FOXE1 AR True athyreosis
  • Cleft palate

  • Choanal atresia

  • Kinky hair

  • Bifid epiglottis

Pax8 AD or de novo From apparent athyreosis to normally appearing gland Cysts within thyroid remnants
GLIS3 AR From apparent athyreosis to normally appearing gland
  • Congenital glaucoma

  • Deafness

  • Liver, kidney and pancreas abnormalities

NETRIN de novo Ectopy Ventricular septal defect
JAG1 de novo Ectopy, apparent athyreosis, orthotopic hypoplasia Alagille syndrome
BOR AR Ectopy, athyreosis None
TUBB1 AR Ectopy, orthotopic hypoplasia, hemithyroid Macroplatelets
AD , Autosomal dominant; AR , autosomal recessive; CH , congenital hypothyroidism; RDS , respiratory distress syndrome; TSH , thyroid-stimulating hormone.

Thyroid-Stimulating Hormone Receptor Mutations

The molecular cloning of the G protein--coupled TSH receptor was followed by the discovery of mono- or biallelic inactivating mutations in the thyroid-stimulating hormone receptor gene. Monoallelic mutations account for 10% to 20 % of persistent, mild, nonautoimmune hyperthyrotropinemia, which does not require treatment. The phenotypic spectrum of biallelic mutations ranges from hyperthyrotropinemia with normal thyroid hormones and anatomy to apparent athyreosis. There is no associated extrathyroidal phenotype.
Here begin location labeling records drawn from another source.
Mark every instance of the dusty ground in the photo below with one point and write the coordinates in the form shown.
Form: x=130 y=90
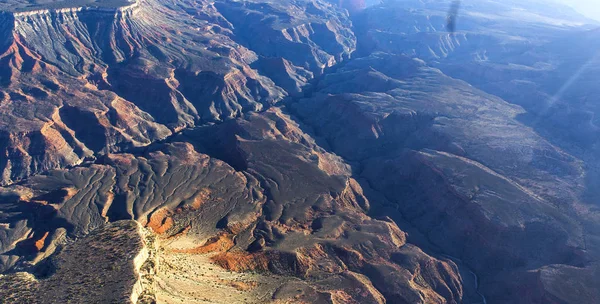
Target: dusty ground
x=194 y=278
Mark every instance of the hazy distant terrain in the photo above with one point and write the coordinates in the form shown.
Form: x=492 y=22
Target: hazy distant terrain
x=299 y=151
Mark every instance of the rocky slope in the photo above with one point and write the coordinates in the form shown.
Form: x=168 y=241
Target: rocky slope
x=133 y=72
x=297 y=151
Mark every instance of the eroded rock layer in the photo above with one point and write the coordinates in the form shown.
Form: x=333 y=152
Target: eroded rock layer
x=297 y=151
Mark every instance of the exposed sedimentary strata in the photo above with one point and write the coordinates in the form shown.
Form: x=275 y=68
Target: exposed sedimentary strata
x=101 y=267
x=134 y=71
x=304 y=229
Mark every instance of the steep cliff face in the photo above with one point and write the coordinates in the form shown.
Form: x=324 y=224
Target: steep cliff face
x=145 y=70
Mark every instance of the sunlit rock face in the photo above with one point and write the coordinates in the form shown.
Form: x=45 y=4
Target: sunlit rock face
x=298 y=151
x=134 y=71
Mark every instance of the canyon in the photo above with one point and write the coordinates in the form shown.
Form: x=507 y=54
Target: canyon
x=298 y=151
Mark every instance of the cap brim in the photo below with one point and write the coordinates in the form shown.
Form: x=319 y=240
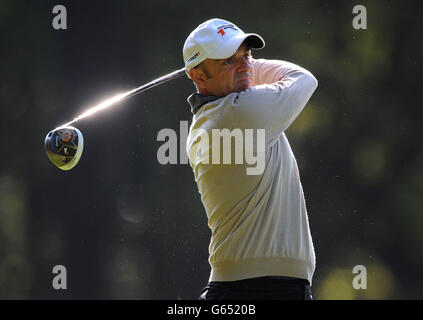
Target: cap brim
x=228 y=48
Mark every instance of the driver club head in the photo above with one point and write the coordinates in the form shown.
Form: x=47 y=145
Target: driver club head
x=64 y=147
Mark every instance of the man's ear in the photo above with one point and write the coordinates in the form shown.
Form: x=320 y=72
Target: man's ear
x=199 y=77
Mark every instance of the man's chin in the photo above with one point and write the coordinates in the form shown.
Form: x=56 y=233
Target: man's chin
x=243 y=85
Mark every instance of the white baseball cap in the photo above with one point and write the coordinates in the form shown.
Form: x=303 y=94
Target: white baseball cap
x=216 y=39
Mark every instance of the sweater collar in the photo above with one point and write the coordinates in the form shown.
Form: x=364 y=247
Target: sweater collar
x=197 y=100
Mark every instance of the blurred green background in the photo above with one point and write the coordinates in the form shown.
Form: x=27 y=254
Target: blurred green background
x=126 y=227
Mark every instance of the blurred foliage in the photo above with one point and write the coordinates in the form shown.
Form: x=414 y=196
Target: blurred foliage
x=127 y=227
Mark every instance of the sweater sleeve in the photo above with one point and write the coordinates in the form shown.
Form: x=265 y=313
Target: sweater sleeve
x=281 y=91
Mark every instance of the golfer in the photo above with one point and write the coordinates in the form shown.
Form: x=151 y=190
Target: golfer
x=261 y=246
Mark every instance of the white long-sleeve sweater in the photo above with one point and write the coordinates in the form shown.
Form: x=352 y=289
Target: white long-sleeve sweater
x=259 y=222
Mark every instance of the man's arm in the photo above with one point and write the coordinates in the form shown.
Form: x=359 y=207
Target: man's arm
x=282 y=90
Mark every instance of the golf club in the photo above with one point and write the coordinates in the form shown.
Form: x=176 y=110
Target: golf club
x=64 y=144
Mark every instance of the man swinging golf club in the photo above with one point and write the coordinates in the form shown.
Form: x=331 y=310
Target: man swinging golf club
x=261 y=246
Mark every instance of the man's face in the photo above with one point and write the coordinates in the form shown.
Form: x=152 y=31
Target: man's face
x=220 y=77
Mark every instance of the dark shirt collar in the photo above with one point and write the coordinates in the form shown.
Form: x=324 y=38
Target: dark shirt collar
x=197 y=100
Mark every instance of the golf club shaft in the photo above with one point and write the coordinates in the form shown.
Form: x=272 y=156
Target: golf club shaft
x=128 y=94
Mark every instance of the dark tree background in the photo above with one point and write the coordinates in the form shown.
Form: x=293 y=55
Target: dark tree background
x=127 y=227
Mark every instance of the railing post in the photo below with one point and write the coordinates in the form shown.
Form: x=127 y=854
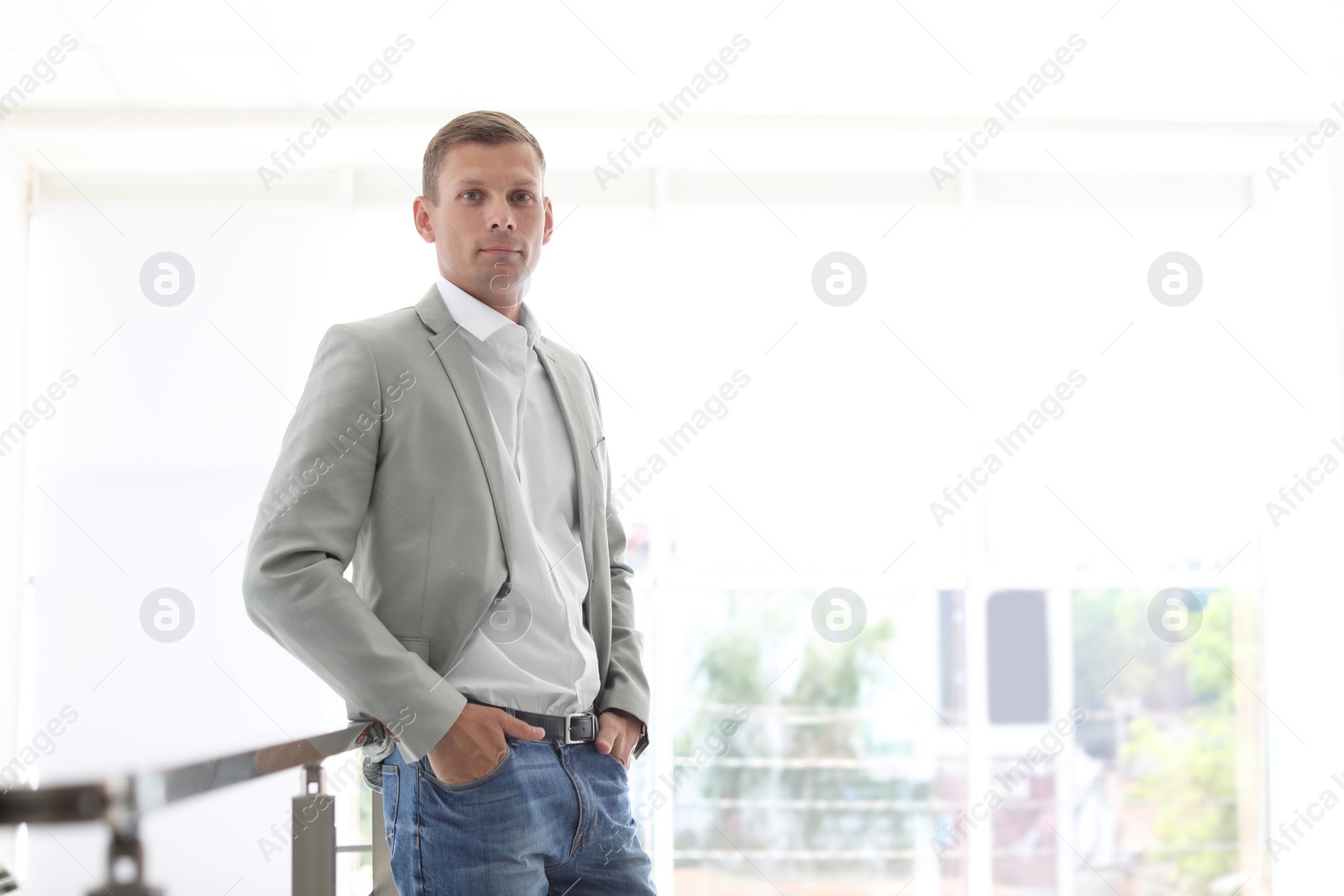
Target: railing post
x=313 y=820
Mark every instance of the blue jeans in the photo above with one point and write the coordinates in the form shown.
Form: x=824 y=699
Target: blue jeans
x=551 y=819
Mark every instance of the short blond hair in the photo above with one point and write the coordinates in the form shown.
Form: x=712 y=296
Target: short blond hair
x=483 y=127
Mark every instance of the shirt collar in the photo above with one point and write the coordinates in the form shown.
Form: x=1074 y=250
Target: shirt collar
x=483 y=322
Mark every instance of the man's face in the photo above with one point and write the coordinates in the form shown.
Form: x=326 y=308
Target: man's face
x=490 y=222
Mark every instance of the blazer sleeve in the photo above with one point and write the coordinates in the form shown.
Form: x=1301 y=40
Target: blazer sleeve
x=304 y=539
x=625 y=685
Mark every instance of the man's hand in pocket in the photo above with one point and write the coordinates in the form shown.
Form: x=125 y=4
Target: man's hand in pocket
x=475 y=745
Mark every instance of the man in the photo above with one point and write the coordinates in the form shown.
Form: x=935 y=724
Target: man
x=456 y=457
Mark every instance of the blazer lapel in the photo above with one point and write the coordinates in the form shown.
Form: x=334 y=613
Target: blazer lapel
x=456 y=358
x=580 y=438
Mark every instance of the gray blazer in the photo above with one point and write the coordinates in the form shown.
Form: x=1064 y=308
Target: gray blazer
x=390 y=464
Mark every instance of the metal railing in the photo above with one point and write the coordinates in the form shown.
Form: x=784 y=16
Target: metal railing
x=121 y=801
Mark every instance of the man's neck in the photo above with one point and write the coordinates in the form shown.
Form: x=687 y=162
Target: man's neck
x=511 y=309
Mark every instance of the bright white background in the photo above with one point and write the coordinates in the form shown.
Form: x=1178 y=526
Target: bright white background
x=696 y=264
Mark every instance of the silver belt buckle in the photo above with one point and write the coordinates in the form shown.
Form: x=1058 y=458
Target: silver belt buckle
x=571 y=718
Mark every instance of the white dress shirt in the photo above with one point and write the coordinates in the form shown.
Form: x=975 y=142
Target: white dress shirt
x=533 y=652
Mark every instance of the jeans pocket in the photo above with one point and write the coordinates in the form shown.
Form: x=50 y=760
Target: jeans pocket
x=391 y=799
x=428 y=773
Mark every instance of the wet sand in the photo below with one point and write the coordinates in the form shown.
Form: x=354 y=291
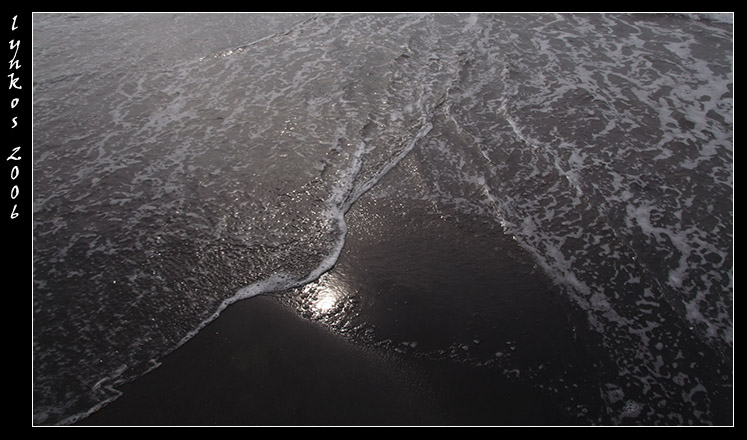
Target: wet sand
x=439 y=320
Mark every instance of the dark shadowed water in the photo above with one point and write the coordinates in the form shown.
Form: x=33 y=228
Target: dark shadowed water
x=183 y=162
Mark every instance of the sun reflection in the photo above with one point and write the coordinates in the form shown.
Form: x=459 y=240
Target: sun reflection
x=325 y=295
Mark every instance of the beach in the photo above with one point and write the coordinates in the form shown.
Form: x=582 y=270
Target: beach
x=403 y=354
x=382 y=219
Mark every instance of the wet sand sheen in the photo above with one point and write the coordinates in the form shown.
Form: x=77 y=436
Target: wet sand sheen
x=440 y=320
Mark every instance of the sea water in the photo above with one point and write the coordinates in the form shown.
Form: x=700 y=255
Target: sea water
x=185 y=161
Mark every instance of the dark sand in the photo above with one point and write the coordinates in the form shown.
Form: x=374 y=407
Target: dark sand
x=459 y=288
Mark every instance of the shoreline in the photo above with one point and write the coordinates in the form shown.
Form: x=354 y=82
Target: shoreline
x=423 y=321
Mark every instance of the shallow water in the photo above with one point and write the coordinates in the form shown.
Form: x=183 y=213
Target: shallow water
x=183 y=162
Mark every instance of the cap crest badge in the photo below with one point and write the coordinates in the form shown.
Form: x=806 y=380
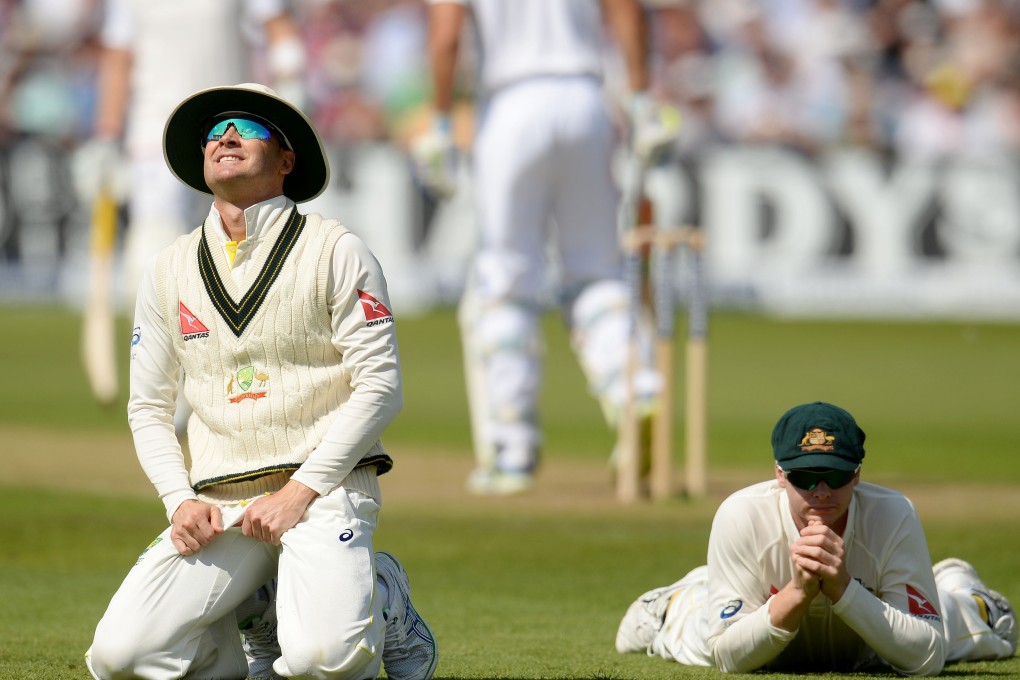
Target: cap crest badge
x=817 y=439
Thyroid Transcription Factor Mutations

The thyroid transcription factors NKX2.1 and PAX8 are necessary and sufficient for the differentiation of stem cells into follicular cells, whereas FOXE1 may be involved in their migration. Given their expression in extrathyroidal tissues, mutations mostly lead to syndromic phenotypes.

NKX2.1

The thyroid phenotype of patient bearing monoallelic inactivation of NKX2.1 is typically restricted to mild hyperthyrotropinemia and it is the lung (lethal neonatal hypoplasia or recurrent infections of the lungs) and brain (hypotonia followed by choreoathetosis) manifestations of the “brain-lung-thyroid” syndrome that led to the diagnosis. These mutations may occur de novo or be transmitted in an autosomal-dominant fashion.